Carbon capture and biocatalytic oxygen production of photosystem II from thylakoids and microalgae on nanobiomaterials

Enhanced carbon capture and oxygen production via water splitting was observed by controlling the plasmon-induced resonance energy transfer (PIRET) for photosystem II (PSII) in thylakoid extracts and spirulina assembled on gold nanoparticle (AuNP) dimer arrays. The two types of vertical (V) and horizontal (H) AuNP dimer arrays were uniformly inserted inside pore diameter-controlled templates. Based on the theoretical calculations, the longitudinal mode of the H AuNP dimer array was found to be sensitive to the nanogap distances between the two AuNPs in resonance with the absorption at P680 of the PSII. The longitudinal modes that interacted with P680 of PSII increased from the V to the H conformer.
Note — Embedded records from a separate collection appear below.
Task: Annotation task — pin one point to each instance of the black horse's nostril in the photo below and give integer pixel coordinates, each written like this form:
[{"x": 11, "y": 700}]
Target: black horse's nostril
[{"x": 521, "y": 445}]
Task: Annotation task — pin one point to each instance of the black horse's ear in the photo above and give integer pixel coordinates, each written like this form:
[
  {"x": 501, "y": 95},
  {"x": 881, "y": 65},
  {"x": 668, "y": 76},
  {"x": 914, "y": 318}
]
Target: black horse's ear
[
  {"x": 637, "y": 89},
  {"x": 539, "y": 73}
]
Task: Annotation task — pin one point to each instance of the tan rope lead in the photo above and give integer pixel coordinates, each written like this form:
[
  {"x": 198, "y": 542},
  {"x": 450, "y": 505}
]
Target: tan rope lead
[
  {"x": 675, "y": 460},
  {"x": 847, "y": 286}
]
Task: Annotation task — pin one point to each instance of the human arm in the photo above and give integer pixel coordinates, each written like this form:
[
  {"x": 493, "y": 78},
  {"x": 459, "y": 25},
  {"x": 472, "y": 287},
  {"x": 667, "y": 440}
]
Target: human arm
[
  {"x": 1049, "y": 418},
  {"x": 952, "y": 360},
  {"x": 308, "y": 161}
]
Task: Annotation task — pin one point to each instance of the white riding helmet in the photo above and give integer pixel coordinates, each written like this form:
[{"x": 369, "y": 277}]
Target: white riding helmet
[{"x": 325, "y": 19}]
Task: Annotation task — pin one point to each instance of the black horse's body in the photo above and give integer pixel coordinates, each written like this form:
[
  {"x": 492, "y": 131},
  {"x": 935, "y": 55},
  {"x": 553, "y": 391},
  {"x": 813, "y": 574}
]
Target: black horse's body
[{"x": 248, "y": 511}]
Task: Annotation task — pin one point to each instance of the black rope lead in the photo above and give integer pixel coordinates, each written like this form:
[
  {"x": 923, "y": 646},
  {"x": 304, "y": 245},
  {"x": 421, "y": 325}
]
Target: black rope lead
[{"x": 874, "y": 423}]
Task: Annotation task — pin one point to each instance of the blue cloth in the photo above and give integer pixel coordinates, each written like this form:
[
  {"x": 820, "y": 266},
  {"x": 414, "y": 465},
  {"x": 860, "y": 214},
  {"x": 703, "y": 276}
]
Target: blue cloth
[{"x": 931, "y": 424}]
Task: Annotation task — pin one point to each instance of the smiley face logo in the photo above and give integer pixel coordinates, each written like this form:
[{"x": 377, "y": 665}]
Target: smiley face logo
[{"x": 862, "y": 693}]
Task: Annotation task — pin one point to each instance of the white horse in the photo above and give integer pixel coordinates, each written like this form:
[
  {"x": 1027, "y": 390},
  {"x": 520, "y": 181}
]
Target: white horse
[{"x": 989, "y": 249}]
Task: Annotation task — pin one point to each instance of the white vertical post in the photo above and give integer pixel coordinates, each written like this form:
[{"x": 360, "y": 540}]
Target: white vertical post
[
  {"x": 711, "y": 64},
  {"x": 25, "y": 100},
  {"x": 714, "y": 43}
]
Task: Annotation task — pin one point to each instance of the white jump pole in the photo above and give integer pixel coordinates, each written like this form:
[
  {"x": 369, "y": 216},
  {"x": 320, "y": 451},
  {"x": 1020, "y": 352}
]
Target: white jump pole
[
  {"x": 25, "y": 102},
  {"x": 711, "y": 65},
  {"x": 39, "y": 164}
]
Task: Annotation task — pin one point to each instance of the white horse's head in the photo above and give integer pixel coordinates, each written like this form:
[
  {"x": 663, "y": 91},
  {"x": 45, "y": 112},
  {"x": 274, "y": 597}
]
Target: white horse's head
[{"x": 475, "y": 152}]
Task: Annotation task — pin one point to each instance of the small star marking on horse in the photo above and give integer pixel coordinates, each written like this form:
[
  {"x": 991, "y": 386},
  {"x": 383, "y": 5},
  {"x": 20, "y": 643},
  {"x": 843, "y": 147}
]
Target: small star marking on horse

The optical properties from the H AuNP dimer array caused overlapping absorbance and photoluminescence with PSII, and the H AuNP dimer arrays exhibited a significant increase in carbon capture and oxygen generation rates in comparison with those of the bare PSII protein complex under light irradiation via the controlled PIRET process.

Automated summary

Enhanced carbon capture and oxygen production were achieved by controlling plasmon-induced resonance energy transfer (PIRET) in photosystem II (PSII) using gold nanoparticle (AuNP) dimer arrays. The longitudinal mode of the horizontal (H) AuNP dimer array was found to be sensitive to the nanogap distances between the AuNPs, which interacted with the P680 absorption of PSII. The H AuNP dimer arrays exhibited increased carbon capture and oxygen generation rates through overlapping absorbance and photoluminescence with PSII via controlled PIRET.